C'est
au Point Ephémère à Paris que Dillinger
Girl et Baby Face Nelson, le couple de gangsters fugitifs
imaginé par Helena Noguerra et Federico Pellegrini
(Little Rabbits), a choisi de s'arrêter pour son tout
premier concert. Main tamponnée à l'encre, salle
ultra-tabagisée, jusqu'au malaise... tout un décorum
de "concert rock" un peu suranné, pour ne
pas dire plus...
La première partie est introduite par mademoiselle
Noguerra elle-même: "Bonsoir, je m'appelle Helena,
je vous présente Florence Desnoux [?]. J'ai entendu
une chanson d'elle que j'ai beaucoup aimée, je lui
ai proposé de chanter ici ce soir, alors elle a écrit
trois autres chansons en trois semaines..." Quatre titres
seulement, donc, et heureusement, tant la noirceur des textes,
sur-soulignée par des roulements d'yeux outrés,
et le minimalisme des compositions (boucles avec guitares,
répétées à l'infini) sont caricaturaux,
et finalement indigents. A-t-on vraiment envie de mourir d'un
cancer du poumon pour écouter une mauvaise parodie
vocale de Brigitte Fontaine et Dani dévider sa litanie
livide et primaire: "Il faudra me scalper la tête,
il faudra me casser les bras, il faudra, il faudra..."
?
Le concert de Dillinger Girl and Baby Face Nelson commence
ensuite par deux petits films où les deux personnages
présentent leur univers: c'est l'Amérique des
gangsters (Tucson, Arizona), de Bonnie & Clyde,
revue par les sixties françaises (Godard ou Gainsbourg),
le tout lui-même revu par l'esthétique du clip
vidéo... Dillinger Girl and Baby Face Nelson joue avec
les clichés les plus éculés, comme une
parenthèse conceptuelle, ou une plaisanterie musicale,
dans la carrière d'Helena et du chanteur des Little
Rabbits. Mais le pastiche est un genre redoutable qui exige
plus de soin et plus de sérieux que ces images vraiment
trop faciles, et pour tout dire paresseuses, n'en ont montré.

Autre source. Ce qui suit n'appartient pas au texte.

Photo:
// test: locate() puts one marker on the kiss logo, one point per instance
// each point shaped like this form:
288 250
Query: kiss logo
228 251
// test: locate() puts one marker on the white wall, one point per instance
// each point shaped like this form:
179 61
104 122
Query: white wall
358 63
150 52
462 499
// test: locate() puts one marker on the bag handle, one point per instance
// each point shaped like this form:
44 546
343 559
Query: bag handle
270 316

Heureusement les chansons elles-mêmes seront plus en
phase avec le projet. Ce n'est d'ailleurs plus "Helena
jeans cheveux longs" qui est sur scène désormais,
mais Dilliger Girl, jupe et chemise noires, gestes et poses
à la Faye Dunaway. La plupart des morceaux sont écrits
en anglais, sur des musiques pop-rock: une sorte de "Fais-moi
mal Johnny" américain ("Hit"), un étonnant
morceau a capella, harmoniquement remarquable, ou un très
réussi manifeste je m'en foutiste ("I don't care...
I just want your tongue in my mouth..."), par exemple.

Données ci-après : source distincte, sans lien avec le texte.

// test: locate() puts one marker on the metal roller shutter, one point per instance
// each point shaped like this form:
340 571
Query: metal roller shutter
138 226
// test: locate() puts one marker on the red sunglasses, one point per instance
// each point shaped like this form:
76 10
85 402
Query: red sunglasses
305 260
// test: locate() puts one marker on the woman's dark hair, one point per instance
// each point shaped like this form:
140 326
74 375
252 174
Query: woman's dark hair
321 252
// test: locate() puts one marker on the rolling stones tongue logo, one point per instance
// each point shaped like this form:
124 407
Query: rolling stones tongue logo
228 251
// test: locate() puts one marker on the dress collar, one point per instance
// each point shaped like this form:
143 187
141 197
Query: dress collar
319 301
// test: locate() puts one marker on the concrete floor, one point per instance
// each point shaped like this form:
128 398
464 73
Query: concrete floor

Cependant difficile d'apprécier véritablement
les chansons quand les incidents (texte oublié, morceau
interrompu etc) se succèdent sur la scène. Certes
l'extrême douceur, la simplicité cachée
derrière la sophistication d'Helena qui n'arrivait
pas toujours à tenir ou à trouver la note, absolvait
tout, et nous devenions indulgents. Mais Baby Face Nelson
ne pouvant suivre la musique qu'il a pourtant composée,
se trompant, laissant Helena au bord du chemin, se mettant
en avant (dialogue perpétuel avec le public)... Heureusement
que le professionalisme d'Helena, qui reprenait "au rasoir",
à l'endroit pile où Baby Face Nelson s'était
arrété, permettait au groupe d'emporter le morceau.

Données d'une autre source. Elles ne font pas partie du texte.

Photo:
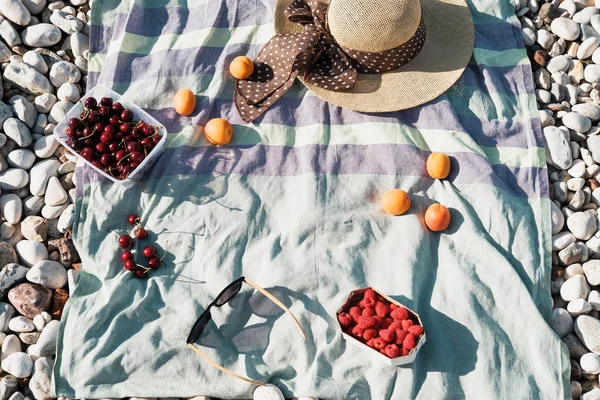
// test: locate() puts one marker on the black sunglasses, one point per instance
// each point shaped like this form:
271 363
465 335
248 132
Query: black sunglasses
223 298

La belle a plus d'un tour dans son sac, comme ce sourire si
particulier (même lorqu'elle chante quelque chose comme
"I want to die", avec un souci de distanciation
si appréciable), le même sourire qui permet sans
doute à Dillinger Girl de braquer des banques...
Le concert s'achêve sur une reprise inattendue de "Heart
of glass" de Blondie. C'est amusant.
Nous regagnons vite les bords du canal pour respirer tant
nous manquions d'oxygène. A la Cité de la Musique
en avril prochain, l'ambiance sera différente, peut-être
même que Baby Face Nelson aura répété.
Peut-être que le concept aura été peaufiné.
Quoi qu'il en soit, la lumineuse Dillinger Girl, elle, n'aura
besoin de personne ("... en Harley Davidson..."),
pas même d'un hommme ("... au minimum...")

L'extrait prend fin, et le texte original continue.